Pretty cool idea, huh? The man’s accent and existing tattoos kind of dilute the message, but the basic idea is that you could have a tattoo that is invisible under normal conditions and only shows up in black light. Then you go to a black light club, and whoa, glow in the dark (looking) tattoos!

Which reminds me, I should clarify his statement that “it looks like they are glowing, but they are not”. Um, yeah they are. What he means is, they don’t glow by their own light, like a glowstick. They just reflect the “black” UV light, refracting it into visible light, and hence, look all glowy

It’s a neat effect. And if for some reason, you really want a tattoo, but are really afraid of looking like a freak or making your spouse mad or whatnot, this would be a workable compromise. What tattoo, dear? I don’t see a tattoo anywhere on me!

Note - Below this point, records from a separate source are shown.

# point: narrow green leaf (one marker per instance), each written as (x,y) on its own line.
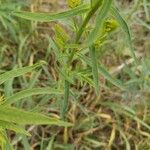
(126,30)
(46,17)
(102,14)
(13,127)
(22,117)
(27,93)
(94,67)
(17,72)
(65,101)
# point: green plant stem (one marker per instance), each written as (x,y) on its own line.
(66,97)
(83,26)
(94,67)
(78,36)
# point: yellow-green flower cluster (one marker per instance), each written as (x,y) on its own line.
(73,3)
(110,25)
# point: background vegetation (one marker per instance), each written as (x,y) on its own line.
(94,85)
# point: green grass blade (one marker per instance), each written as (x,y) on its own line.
(126,30)
(102,14)
(17,72)
(47,17)
(27,93)
(22,117)
(94,67)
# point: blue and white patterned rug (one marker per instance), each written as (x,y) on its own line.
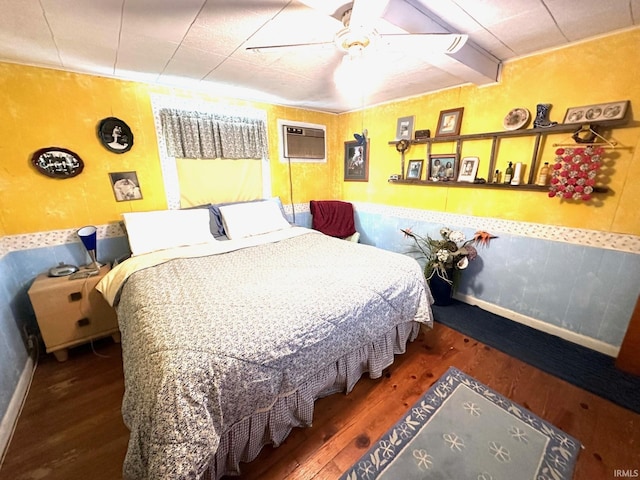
(461,429)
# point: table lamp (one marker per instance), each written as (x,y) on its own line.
(88,235)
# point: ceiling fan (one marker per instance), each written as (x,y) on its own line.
(359,34)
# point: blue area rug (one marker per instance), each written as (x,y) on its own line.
(581,366)
(461,429)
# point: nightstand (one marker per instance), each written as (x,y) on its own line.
(71,312)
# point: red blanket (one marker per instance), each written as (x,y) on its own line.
(332,217)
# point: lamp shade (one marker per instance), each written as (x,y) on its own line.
(88,235)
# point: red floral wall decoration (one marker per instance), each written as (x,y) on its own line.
(574,172)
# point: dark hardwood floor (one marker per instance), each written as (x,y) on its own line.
(71,426)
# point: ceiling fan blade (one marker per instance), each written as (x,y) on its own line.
(366,13)
(424,42)
(290,45)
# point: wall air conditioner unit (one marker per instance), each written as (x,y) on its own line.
(303,142)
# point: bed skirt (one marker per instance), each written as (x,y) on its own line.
(244,440)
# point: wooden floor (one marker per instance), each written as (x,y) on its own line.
(71,427)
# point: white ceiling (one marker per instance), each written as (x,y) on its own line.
(201,44)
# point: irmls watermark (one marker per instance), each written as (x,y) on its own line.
(626,473)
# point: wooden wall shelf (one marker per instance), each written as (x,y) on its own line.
(497,186)
(495,137)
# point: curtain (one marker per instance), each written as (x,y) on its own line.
(191,134)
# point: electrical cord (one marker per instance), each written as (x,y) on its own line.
(293,207)
(84,309)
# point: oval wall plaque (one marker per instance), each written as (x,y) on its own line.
(57,162)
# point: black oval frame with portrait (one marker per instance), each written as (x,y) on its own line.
(115,135)
(57,162)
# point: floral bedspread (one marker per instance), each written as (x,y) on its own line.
(210,340)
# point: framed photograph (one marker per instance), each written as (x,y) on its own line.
(449,122)
(443,167)
(56,162)
(601,111)
(125,186)
(404,129)
(414,169)
(356,162)
(115,135)
(468,169)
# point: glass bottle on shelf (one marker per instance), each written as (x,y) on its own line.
(508,174)
(543,175)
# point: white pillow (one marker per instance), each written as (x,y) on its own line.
(254,218)
(162,229)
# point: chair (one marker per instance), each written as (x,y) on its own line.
(334,218)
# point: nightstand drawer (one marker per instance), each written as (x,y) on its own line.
(70,312)
(75,321)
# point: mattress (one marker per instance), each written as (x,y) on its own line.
(215,335)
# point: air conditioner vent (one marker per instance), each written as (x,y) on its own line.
(303,142)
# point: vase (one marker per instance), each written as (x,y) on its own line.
(441,290)
(542,116)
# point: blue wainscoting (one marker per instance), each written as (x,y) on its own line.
(569,281)
(13,353)
(583,290)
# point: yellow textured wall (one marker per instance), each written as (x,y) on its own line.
(601,70)
(44,108)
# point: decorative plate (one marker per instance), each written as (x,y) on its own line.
(115,135)
(57,162)
(516,118)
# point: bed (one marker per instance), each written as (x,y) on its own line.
(226,344)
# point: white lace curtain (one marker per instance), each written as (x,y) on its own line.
(206,135)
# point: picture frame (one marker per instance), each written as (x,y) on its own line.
(125,186)
(597,112)
(57,162)
(449,122)
(414,169)
(404,128)
(443,167)
(356,161)
(115,135)
(468,169)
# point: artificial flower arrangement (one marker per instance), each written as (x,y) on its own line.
(574,172)
(451,253)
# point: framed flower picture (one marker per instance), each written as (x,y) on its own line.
(414,169)
(443,167)
(468,169)
(449,122)
(356,161)
(125,186)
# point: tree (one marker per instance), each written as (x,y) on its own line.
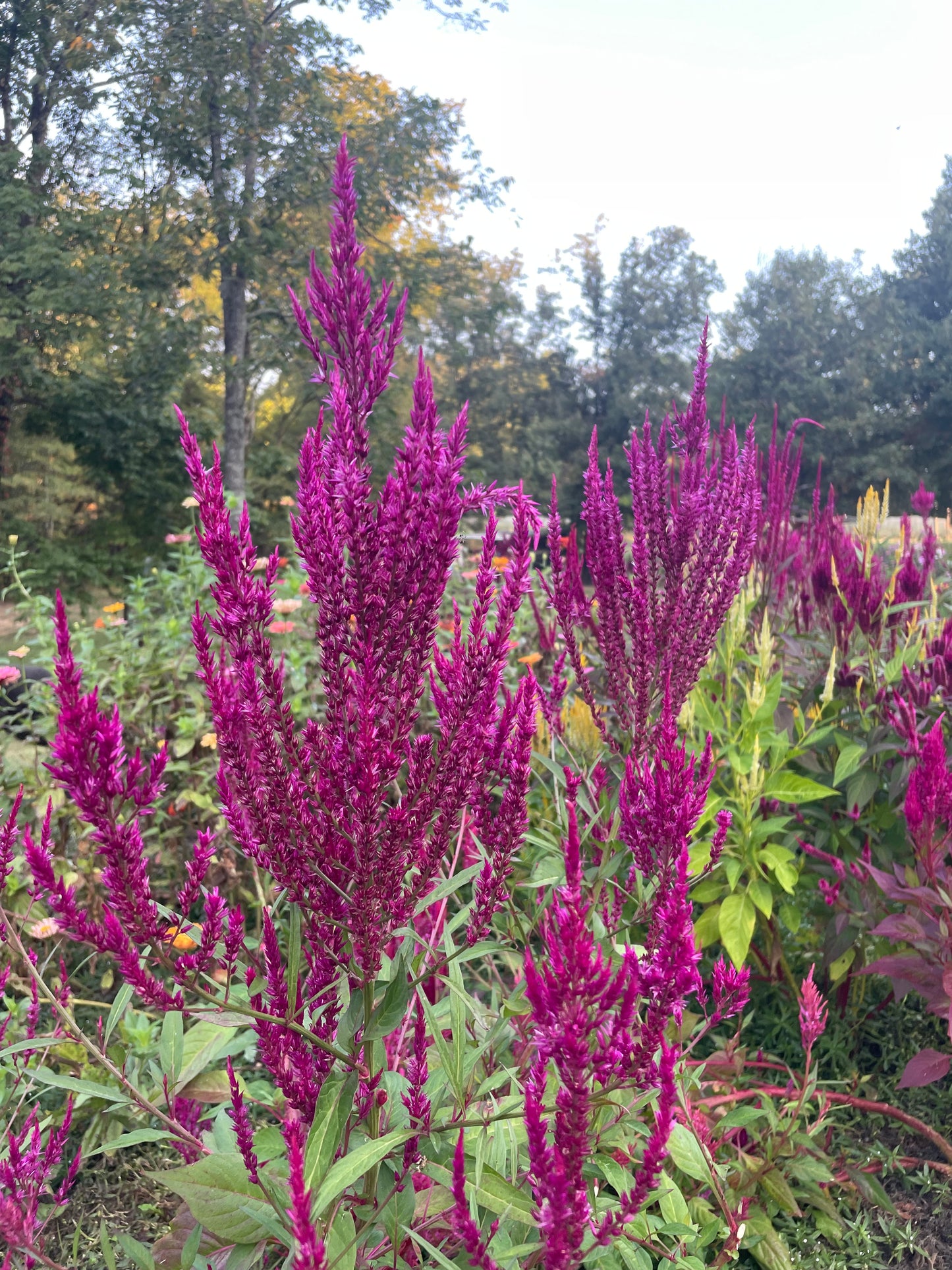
(240,103)
(922,372)
(642,327)
(813,335)
(52,55)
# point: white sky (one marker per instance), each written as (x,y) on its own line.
(753,123)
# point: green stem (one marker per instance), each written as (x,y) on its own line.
(370,1058)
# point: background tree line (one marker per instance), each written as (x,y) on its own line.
(164,173)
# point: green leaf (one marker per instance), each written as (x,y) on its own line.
(138,1252)
(34,1043)
(204,1044)
(842,964)
(79,1086)
(330,1115)
(687,1155)
(294,956)
(672,1201)
(871,1189)
(791,917)
(130,1140)
(708,926)
(438,1039)
(393,1008)
(494,1193)
(733,869)
(742,1116)
(771,1249)
(356,1164)
(849,759)
(737,922)
(244,1256)
(447,888)
(171,1045)
(762,896)
(634,1256)
(269,1222)
(210,1087)
(790,788)
(117,1010)
(221,1197)
(105,1244)
(190,1250)
(341,1235)
(861,788)
(777,1188)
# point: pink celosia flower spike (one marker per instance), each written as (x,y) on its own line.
(354,813)
(696,504)
(813,1012)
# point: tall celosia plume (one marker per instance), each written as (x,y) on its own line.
(848,581)
(779,545)
(658,608)
(354,813)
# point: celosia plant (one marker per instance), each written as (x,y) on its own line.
(657,608)
(382,832)
(923,923)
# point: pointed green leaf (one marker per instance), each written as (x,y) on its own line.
(78,1086)
(105,1244)
(117,1010)
(737,922)
(449,887)
(762,896)
(848,761)
(190,1250)
(138,1252)
(130,1140)
(356,1164)
(221,1197)
(685,1151)
(171,1045)
(334,1104)
(790,788)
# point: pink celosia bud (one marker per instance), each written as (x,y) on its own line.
(813,1012)
(730,990)
(923,501)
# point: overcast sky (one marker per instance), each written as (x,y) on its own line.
(753,123)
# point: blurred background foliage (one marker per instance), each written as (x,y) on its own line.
(160,160)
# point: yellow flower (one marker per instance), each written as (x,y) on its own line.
(45,929)
(182,941)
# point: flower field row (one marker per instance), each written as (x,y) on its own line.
(462,890)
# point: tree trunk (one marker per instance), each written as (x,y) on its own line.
(5,420)
(234,300)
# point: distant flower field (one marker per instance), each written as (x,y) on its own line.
(471,892)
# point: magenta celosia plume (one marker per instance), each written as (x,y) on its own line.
(354,812)
(658,608)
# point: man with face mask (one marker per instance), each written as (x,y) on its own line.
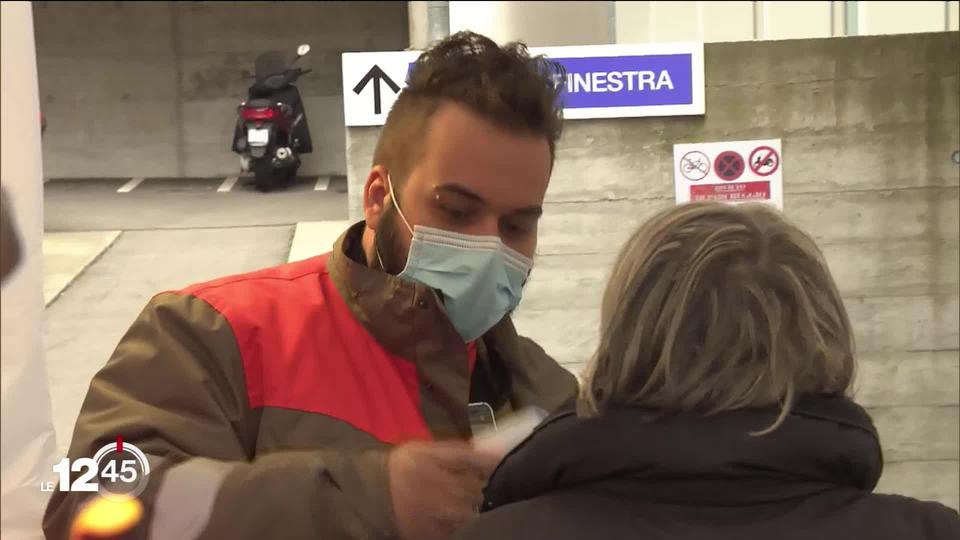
(329,398)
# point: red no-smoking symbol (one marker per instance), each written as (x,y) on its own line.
(728,165)
(764,161)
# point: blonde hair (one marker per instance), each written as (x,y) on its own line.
(714,307)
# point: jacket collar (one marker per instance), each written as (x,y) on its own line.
(682,459)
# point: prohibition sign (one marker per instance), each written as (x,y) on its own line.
(729,165)
(764,161)
(694,165)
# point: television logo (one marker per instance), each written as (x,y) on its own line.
(117,469)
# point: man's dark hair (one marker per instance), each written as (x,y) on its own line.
(504,85)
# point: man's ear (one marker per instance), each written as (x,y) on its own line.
(376,194)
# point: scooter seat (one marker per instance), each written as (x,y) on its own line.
(260,103)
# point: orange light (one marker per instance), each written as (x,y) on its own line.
(106,518)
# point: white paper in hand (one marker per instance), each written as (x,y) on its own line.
(510,431)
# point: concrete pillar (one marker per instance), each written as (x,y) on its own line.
(538,24)
(428,22)
(28,441)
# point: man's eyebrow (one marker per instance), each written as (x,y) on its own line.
(459,190)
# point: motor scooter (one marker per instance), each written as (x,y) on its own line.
(271,132)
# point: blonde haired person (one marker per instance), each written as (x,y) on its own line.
(716,406)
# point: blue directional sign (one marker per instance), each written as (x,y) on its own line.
(603,81)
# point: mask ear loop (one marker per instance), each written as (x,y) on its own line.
(393,199)
(396,204)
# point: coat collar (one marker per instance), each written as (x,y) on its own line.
(684,459)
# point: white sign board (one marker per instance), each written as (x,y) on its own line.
(733,172)
(602,81)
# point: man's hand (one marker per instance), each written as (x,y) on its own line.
(437,487)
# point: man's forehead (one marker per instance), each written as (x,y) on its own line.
(466,151)
(459,192)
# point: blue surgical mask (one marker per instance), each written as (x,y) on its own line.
(481,279)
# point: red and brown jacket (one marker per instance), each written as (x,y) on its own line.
(266,402)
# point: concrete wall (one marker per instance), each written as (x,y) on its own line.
(538,24)
(868,127)
(151,88)
(640,22)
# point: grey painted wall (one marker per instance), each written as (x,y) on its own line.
(151,88)
(868,127)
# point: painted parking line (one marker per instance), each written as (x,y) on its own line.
(228,184)
(130,186)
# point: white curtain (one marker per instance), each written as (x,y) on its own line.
(28,441)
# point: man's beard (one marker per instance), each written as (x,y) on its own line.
(387,242)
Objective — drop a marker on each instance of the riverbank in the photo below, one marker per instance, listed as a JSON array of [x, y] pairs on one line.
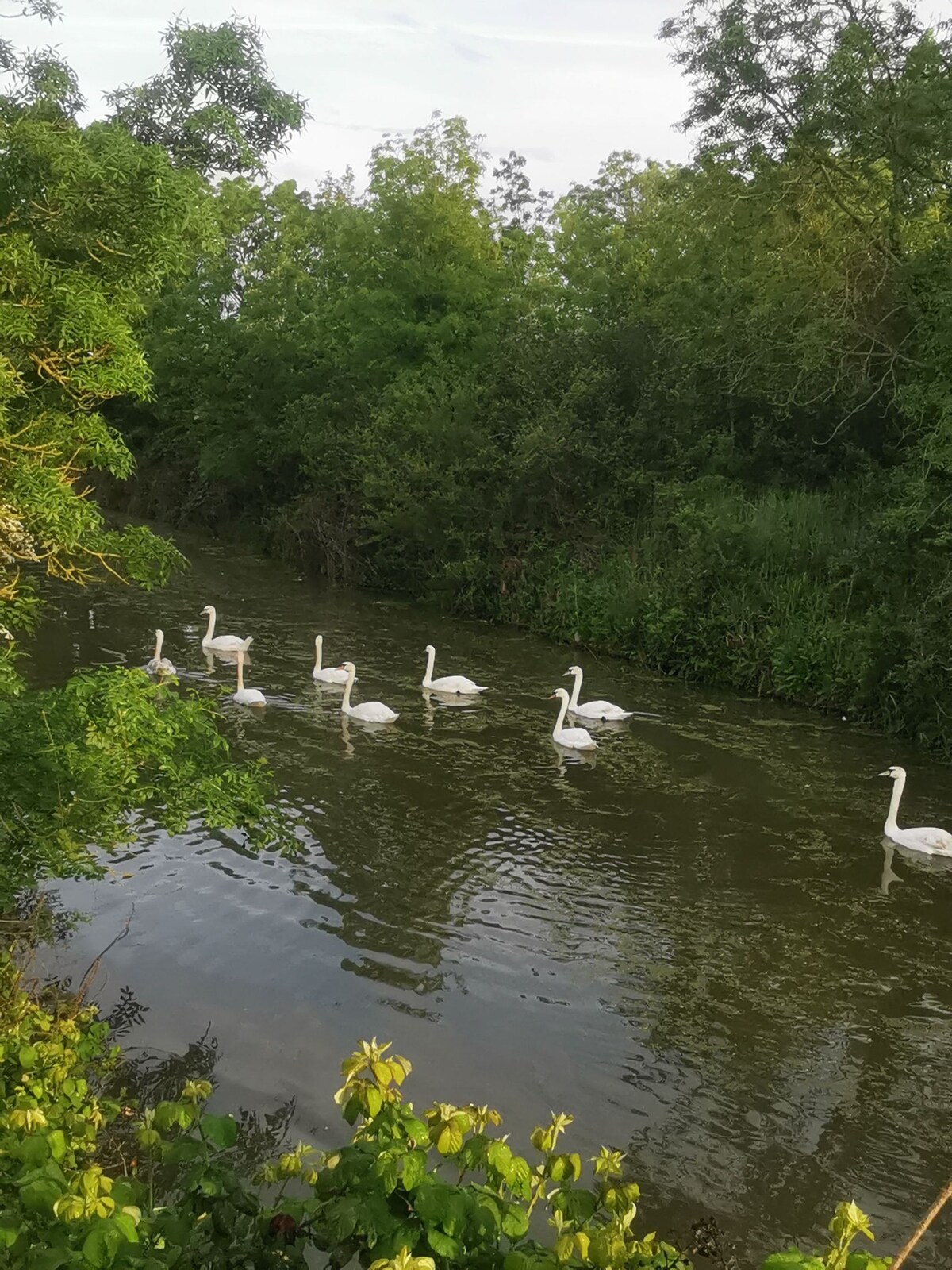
[[90, 1176], [812, 600]]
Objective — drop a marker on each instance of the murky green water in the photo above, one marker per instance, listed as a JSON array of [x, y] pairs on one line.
[[696, 943]]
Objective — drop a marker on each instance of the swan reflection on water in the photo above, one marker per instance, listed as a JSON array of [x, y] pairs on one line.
[[446, 700], [911, 857], [380, 732], [566, 759], [228, 657]]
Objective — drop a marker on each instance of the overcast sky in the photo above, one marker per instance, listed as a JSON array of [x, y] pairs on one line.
[[562, 82]]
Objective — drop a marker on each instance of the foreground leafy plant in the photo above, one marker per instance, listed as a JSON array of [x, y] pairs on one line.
[[88, 1180], [86, 764]]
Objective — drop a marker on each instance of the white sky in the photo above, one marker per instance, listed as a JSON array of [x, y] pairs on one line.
[[562, 82]]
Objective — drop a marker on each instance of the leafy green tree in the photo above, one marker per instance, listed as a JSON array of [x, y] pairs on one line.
[[216, 108], [93, 224]]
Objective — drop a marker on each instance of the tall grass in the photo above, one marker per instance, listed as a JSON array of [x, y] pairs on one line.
[[793, 595]]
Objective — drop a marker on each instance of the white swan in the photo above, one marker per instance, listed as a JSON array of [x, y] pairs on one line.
[[593, 709], [935, 842], [159, 664], [247, 696], [573, 738], [457, 683], [330, 673], [222, 643], [371, 711]]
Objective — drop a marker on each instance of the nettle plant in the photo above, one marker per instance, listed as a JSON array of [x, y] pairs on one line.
[[93, 1181], [442, 1187]]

It would also, I think, be a very cool way to mark people as members of your secret society. Especially if you could tune it so that it responded only to a very specific frequency of UV. That way, people’s allegiance to your secret society isn’t revealed by a casual visit to a head shop. But point the right light source at people’s forehead and boom, there’s your symbol.

Imagine that happening with a whole room full of people. Eerie!

Another thing I saw a long time ago now was the UV tattoo ink being used to make tattoos that actually look like they are hovering a quarter inch above your skin. Now THAT is fucking COOL. If you like a high tech future look, glow in the dark symbols floating atop your skin is going to do it.

I’ve had this idea for a while, it’s a simple idea but I think the visual impact could well be immense.

Basically, you get people to come to a club night wearing whatever they have that is black light reactive. Clothes, tatts, accessories, whatever. Plus, give out those UV temporary markers, the ones that just wash out in the washing machine, and encourage people to doodle. Plus, of course, put lots of black light reactive art around, including some designs on the dance floor itself.

Then, when everybody is ready, you shin a nice powerful black light at a disco ball.

Imagine all those little rosettes of light created by the disco ball being invisible except as they reflect off of all the black light reactive designs. The designs would seem to shift, shimmer, and move as the black light moved over and along them.

Then maybe add a black light strobe, maybe a couple of black light spotlights swooping around… the whole thing could get pretty damn trippy.

Of course, in order for it to work, it would have to be pretty dark in the club, and that might present certain safety problems. But I’ve seen clubs that dark in places. People get around somehow.

All in all, I think if you could pull that off, with the right DJ playing the right acid trip-hop space music, it could be quite the popular club night. And technologically speaking, it would not be that hard or expensive to pull off. But the logistical angles, like where to put various lights and art pieces, how strong to make the black light, and so on, could be a hassle to perfect. Lots of fiddling around and experimentation.

But there’s a lot of cha ching to be made having the hottest, coolest club night in town. The novelty would wear off eventually, but while it lasted, it would rock.

I’d definitely want a percentage of the door and drinks.